54. In the Anglo-American model of Corporate Governance: E) Shareholders elect 50% of the members of a supervisory board and the other half is appointed by labour unions. F) The supervisory board appoints and monitors the management board. G) There is a two-tiered board of directors, appointed by both the audit board and by the shareholders. H) The unitary board of directors is appointed by the shareholders and is responsible for both the appointment and supervision of the managers.

55. The difference between a pledge and a mortgage is that: E) The mortgage is considered to be a floating charge, while the pledge is a fixed charge. F) The pledge is created over moveable assets (including moveable property subject to public registration) and the mortgage is constituted over immovable assets. G) The mortgage is constituted over moveable property subject to public registration and immoveable assets and the pledge is constituted over moveable assets. H) There are two types of pledges: with prior excussion and without prior excussion.
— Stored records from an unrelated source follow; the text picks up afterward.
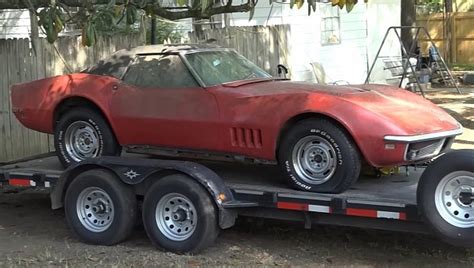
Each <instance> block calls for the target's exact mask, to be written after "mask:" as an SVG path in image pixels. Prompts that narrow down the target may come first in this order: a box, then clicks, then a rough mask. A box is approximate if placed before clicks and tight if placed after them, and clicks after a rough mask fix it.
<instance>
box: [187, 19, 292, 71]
mask: <svg viewBox="0 0 474 268" xmlns="http://www.w3.org/2000/svg"><path fill="white" fill-rule="evenodd" d="M289 30H290V27H289V25H275V26H248V27H226V28H222V29H210V30H205V31H204V32H203V34H202V36H198V35H197V34H196V32H191V33H190V34H189V37H190V40H191V41H192V42H194V43H200V42H212V43H215V44H217V45H220V46H223V47H228V48H234V49H235V50H237V51H238V52H239V53H240V54H242V55H243V56H245V57H246V58H247V59H249V60H250V61H252V62H253V63H255V64H257V65H258V66H259V67H261V68H263V69H264V70H265V71H267V72H268V73H270V74H271V75H274V76H278V73H277V65H278V64H284V65H286V66H288V59H289V57H288V55H287V53H288V51H289V49H288V39H289V38H288V36H289Z"/></svg>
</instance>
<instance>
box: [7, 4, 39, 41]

56. Andrew, Jessica, Paul, Marie and Rita want to incorporate a limited liability company to provide safaris to tourists visiting Lapland. While drafting the bylaws, Andrew, Jessica, Paul and Rita made several suggestions regarding what should be included in the bylaws. If you were Marie, which of the following suggestions you could not accept as it would most likely lead to a violation of the law: E) Rita suggested a name to the company - ARTIC SAFARIS , and said that it should be included in the bylaws but that she would not mind if it is not included in the first paragraph of bylaws. F) Paul suggested that the bylaws included the name, the registered address, the purpose of the company (including the types and timetable of the safaris that will be provided to the public), the share capital, types of shares, governing bodies and the demand for supplementary capital contributions. G) Jessica agreed with Paul but suggested that, for tax imperatives, the purpose of the company should be to manage hotels. H) Andrew agreed with Paul but suggested that the company will need to hire employees and, therefore, the maximum number of employees to hire shall be stated in the bylaws.
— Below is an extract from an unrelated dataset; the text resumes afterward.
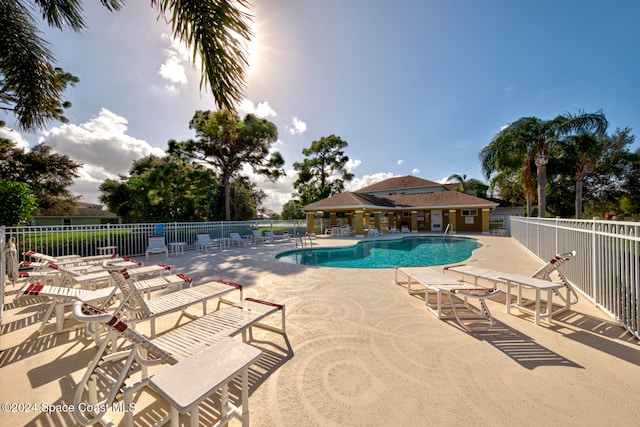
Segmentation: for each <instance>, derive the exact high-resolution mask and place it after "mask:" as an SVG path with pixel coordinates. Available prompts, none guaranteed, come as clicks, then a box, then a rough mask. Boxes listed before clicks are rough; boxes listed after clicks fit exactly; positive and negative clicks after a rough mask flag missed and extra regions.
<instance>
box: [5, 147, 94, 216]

57. Cosmic Cars, LLC, has a registered capital of 5.000.000 where each share is of 10. In response to the advertisements made by the company to buy shares in the company, applications have been received for 1.500.000 shares, but the company actually issued 1.000.000 shares and called for 7 per share. All the calls have been met in full except two shareholders who still owe for their 8.000 shares in total. Choose the correct answer:

E) The authorized capital is of 5.000.000 and the issued capital is of 7.000.000. F) The subscribed capital is of 15.000.000 and the paid-up capital is of 6.920.000. G) The called-up capital if of 7.000.000 and the paid-up capital is of 6.944.000. H) The issued capital is of 10.000.000 and the called-up capital is of 6.944.000.

58. Accessory contributions: E) Have to be paid in cash. F) Are mandatory and, in that sense, a shareholder might be excluded from the company in case of non-payment. G) Have to be established in the bylaws of the company. H) Provides those who pay them with more voting rights.

59. The holder of a non-participating preference share: E) Will be paid with preference to other shareholders but shall not have the right to vote in general meetings. F) Does not enjoy the right to participate with the other shareholders in the remaining dividend, after having been paid his fixed percentage. G) Is paid before any ordinary shareholder, but is not allowed to participate in the decision to distribute dividends. H) Is entitled to a variable rate of dividends, established in the bylaws of the company.

60. Bonds differ from loans because: A) Bonds are highly tradeable in the market. B) Bonds are an instrument of debt financing whilst loans are and instrument of equity finance. C) Interest rates charged on bonds are usually higher that those established for loans. D) Bonds do not have an interest rate whilst loans do.